New York Gov. Andrew Cuomo recently announced $350 million in funding through the Water Infrastructure Improvement Act and Intermunicipal Water Infrastructure Grant Program available to municipalities with projects protecting public health or improving water quality.

Cuomo also announced the state has accepted the State Drinking Water Quality Council’s recommendation for greater restrictions on perfluorooctanoic acid, perfluorooctanesulfonic acid and 1,4-dioxane levels in drinking water.

“We’re proposing the most protective levels in the nation for three emerging contaminants to ensure we are regularly testing and fixing water systems before they ever rise to a public health risk in any part of the state,” Cuomo says.

New York’s standard of 10 ppt for the two perfluoronated compounds are the strictest in the United States, while it’s the only state regulating 1,4-dioxane at all with a standard of 1 ppt.

Tropical Storm Barry Brings Sewer System Overflows

Some sewer overflows have been reported on Alabama’s coasts as a result of rains from Tropical Storm Barry.

The Alabama Department of Public Health is reporting more than 180,000 gallons of untreated wastewater spilled in Baldwin County, while an estimated 125,000 gallons spilled over into D’Olive Creek in Daphne. Spills also were reported in Fairhope and Bay Minette.

State officials are warning residents to avoid going into coastal waterways, adding that seafood caught in those waters should be fully cooked prior to eating.

Meanwhile, Barry has dropped more than a foot of rain over parts of Louisiana, where flash flood concerns persisted at publication time. Recent projections show the Mississippi River is likely to crest around 17 feet, while the levees in New Orleans range from about 20 to 25 feet.

Student Team Wins Grant Funds for Water Treatment Pump

A student team called AguaClara from Cornell University recently was named the recipient of a $15,000 grant from the U.S. Environmental Protection Agency’s People, Prosperity and the Planet program. The team will use the funding to develop a pump that can treat drinking water without electricity.

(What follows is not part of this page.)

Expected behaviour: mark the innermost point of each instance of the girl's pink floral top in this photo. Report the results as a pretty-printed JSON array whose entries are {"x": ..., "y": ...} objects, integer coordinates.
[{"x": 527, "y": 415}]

The students hope the pump will be used in water treatment plants to lower costs. 

The People, Prosperity and the Planet program funds student research into technology to help solve environmental problems. The team will be eligible to compete in a second phase as part of the program for awards up to $100,000.

New Research Facility to Explore Nitrogen Removal Tech

A new research facility in Long Island, New York, will explore the future of nitrogen removal technology. A ribbon-cutting ceremony was held for the new pilot plant, called the Water Research and Innovation Facility.

“This facility is designed to bring forth the next generation of nitrogen-reducing and removing biofilters that will be smaller, will be even more effective, and even more widespread,” Chris Gobler tells WHSU Radio. Gobler is with the New York State Center for Clean Water Technology at Stony Brook University. The facility also will study removal possibilities for other emerging contaminants like 1,4-dioxane.